L’exemple de la mentalité de petit chef animant ce directeur d’hypermarché ne semble pas être un cas isolé : selon le cabinet Robert Half, les salariés français sont parmi les moins heureux au monde, à cause d’un mauvais environnement de travail. Un mal être qui se traduit par une forte poussée de l’absentéisme en entreprise, qui représente un coût annuel de 108 milliards €, selon une étude de l’Institut Sapiens réalisée par Laurent Cappelletti et Henri Savall. Autre indicateur inquiétant, la persistance de bullshit jobs, ces emplois dont les salariés ne perçoivent ni le sens ni l’utilité. Théorisés par l’anthropologue David Graeber, ils concerneraient 18% des actifs français selon un sondage Kantar TNS pour Randstad. Ne pas être en capacité de donner du sens au travail de ses collaborateurs est particulièrement handicapant au moment où les enjeux de la 4ème révolution industrielle obligent les entreprises à réaliser une forte transition digitale interne.

Si l’on combine les résultats d’une cinquantaine d’études — dont celles de Frey et Osborne, de l’OCDE et de la Banque Mondiale —, on peut estimer que d’ici à 2030 près de 4 actifs sur 10 vont soit perdre leur emploi, soit être amenés à suivre une formation pour changer de carrière. Or sans managers visionnaires, capables d’anticiper les changements et de comprendre la puissance des mouvements de fonds impulsés par le digital, beaucoup d’entreprises rateront la révolution en cours. Parts de marchés perdues, emplois supprimés, territoires sinistrés : les dégâts seront dramatiques.

Ce n’est pas l’Etat qui accompagnera la transition numérique au sein des entreprises, mais bien les DRH. Si ces derniers ne sont pas capables de respecter des choses aussi simples et légitimes que les préférences de planning de leurs collaborateurs, comment pourront-ils les aider à réorienter leurs carrières, à les inciter à construire un nouveau parcours de formation, voire à impulser un mouvement endogène de réorganisation totale des tâches basée sur la complémentarité Homme-machine ? Comment les entreprises parviendront-elles à attirer et conserver les meilleurs profils ? Quelle pertinence peut avoir leur offre à long terme si elles ne savent pas donner du sens au travail de leurs équipes ?  Beaucoup d’organisation risquent de rejoindre Kodak dans le cimetière des firmes ayant raté le virage du digital.

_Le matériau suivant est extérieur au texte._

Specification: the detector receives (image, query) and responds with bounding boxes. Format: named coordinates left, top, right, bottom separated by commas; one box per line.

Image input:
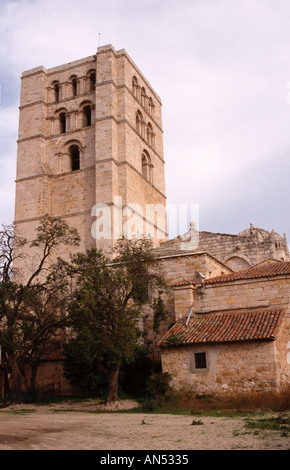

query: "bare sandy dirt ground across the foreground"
left=0, top=400, right=290, bottom=451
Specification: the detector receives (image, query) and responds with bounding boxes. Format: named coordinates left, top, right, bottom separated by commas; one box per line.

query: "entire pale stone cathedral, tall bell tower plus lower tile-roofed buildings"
left=8, top=45, right=290, bottom=395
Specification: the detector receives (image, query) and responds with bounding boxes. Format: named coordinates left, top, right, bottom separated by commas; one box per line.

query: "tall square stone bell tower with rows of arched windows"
left=15, top=45, right=166, bottom=256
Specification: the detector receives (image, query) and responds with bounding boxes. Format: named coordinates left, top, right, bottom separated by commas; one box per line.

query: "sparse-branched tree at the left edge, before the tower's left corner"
left=0, top=216, right=79, bottom=401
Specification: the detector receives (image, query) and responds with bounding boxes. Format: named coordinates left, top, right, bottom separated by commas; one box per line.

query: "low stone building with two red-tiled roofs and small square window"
left=158, top=261, right=290, bottom=394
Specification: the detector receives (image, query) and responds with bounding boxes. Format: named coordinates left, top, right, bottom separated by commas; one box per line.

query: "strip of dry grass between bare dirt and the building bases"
left=0, top=389, right=290, bottom=416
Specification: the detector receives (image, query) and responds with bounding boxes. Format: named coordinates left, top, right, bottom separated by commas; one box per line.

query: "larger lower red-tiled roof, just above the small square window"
left=158, top=310, right=284, bottom=347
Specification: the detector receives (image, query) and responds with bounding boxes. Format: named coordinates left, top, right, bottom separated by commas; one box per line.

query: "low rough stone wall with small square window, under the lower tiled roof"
left=162, top=342, right=280, bottom=394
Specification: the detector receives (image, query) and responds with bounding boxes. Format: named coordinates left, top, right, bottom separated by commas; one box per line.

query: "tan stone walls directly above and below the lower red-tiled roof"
left=162, top=275, right=290, bottom=393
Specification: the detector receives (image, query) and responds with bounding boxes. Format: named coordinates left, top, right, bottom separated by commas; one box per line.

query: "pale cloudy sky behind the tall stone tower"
left=0, top=0, right=290, bottom=243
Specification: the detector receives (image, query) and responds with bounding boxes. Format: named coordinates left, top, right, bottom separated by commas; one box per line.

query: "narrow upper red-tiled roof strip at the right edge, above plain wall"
left=204, top=261, right=290, bottom=284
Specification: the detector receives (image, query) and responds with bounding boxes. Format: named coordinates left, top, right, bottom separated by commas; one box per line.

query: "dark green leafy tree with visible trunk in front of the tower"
left=67, top=239, right=166, bottom=403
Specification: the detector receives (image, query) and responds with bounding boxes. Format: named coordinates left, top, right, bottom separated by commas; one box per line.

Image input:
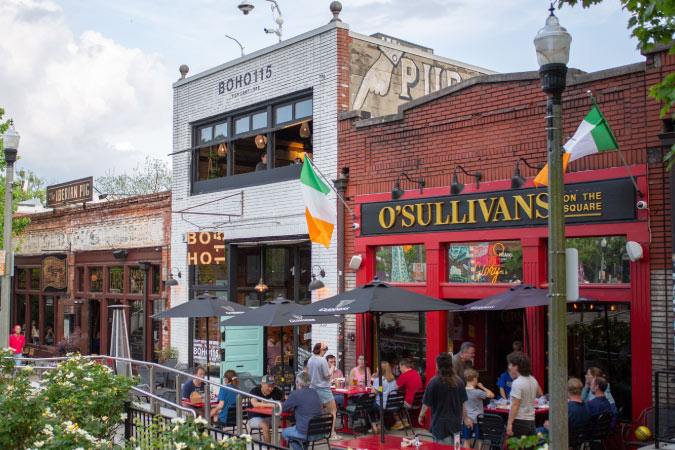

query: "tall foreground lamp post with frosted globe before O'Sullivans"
left=534, top=6, right=572, bottom=449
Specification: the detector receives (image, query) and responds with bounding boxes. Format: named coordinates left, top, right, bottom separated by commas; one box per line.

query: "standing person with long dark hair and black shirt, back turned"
left=418, top=353, right=473, bottom=445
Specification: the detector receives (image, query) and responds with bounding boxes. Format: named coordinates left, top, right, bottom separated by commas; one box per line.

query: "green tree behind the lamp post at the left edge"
left=0, top=108, right=45, bottom=248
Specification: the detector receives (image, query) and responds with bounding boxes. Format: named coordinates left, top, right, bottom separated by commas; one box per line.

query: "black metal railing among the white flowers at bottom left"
left=124, top=401, right=288, bottom=450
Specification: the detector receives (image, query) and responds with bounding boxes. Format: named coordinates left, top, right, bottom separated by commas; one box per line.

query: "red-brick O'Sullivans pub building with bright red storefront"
left=338, top=40, right=675, bottom=417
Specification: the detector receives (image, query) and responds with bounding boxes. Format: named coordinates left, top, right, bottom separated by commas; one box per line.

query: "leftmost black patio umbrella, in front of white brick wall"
left=150, top=294, right=251, bottom=379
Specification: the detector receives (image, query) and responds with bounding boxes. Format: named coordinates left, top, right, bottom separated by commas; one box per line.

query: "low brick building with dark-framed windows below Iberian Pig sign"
left=12, top=192, right=171, bottom=361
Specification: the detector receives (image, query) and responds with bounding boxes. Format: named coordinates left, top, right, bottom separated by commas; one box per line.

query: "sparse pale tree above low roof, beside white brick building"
left=96, top=156, right=171, bottom=198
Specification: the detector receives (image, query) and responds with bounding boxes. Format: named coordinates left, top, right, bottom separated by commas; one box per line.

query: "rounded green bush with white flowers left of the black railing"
left=42, top=355, right=138, bottom=439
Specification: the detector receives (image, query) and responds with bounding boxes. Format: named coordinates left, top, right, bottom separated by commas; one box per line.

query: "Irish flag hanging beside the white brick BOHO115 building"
left=300, top=156, right=336, bottom=248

L’autre risque majeur est celui de la remise en cause des progrès amenés par la digitalisation, comme la disparition de la pénibilité au travail. A l’heure de bouleversements technologiques profonds, l’heure doit être à la pédagogie et à la bienveillance. Les exemples historiques allant en ce sens sont légions, comme celui de la révolte des Luddites qui a eu lieu dans l’Angleterre du XIXe siècle. La légende attribue le point de départ de cette rage contre les machines à la casse de métiers à tricoter par un certain Ned Ludd, fouetté au motif qu’il ne travaillait pas aussi vite qu’eux. Cette colère fut donc la conséquence d’un management autoritaire et inhumain et non le fruit d’une angoisse liée à un potentiel remplacement du travailleur par la machine. Un management bienveillant en 1780 aurait pu éviter cette violente révolte technologique et faciliter l’assimilation cognitive et sociale de la première révolution industrielle.

Le meilleur atout d’une entreprise reste son capital humain. La mise en place de mesures libérales en faveur de l’amélioration de la compétitivité des entreprises, comme l’assouplissement du travail le dimanche, ne doit pas se faire au détriment des salariés. Les managers doivent en prendre conscience, sinon ils prendront le risque de sacrifier tous les efforts réalisés en faveur des entreprises ces dernières années en les assimilant à des mesures de violences sociales aux yeux de l’opinion publique. Pour faire entrer notre pays dans la 4ème révolution industrielle nous avons besoin d’une révolution du management basée sur le triptyque humanisme, pédagogie et prospective se fixant comme objectif de donner du sens au travail.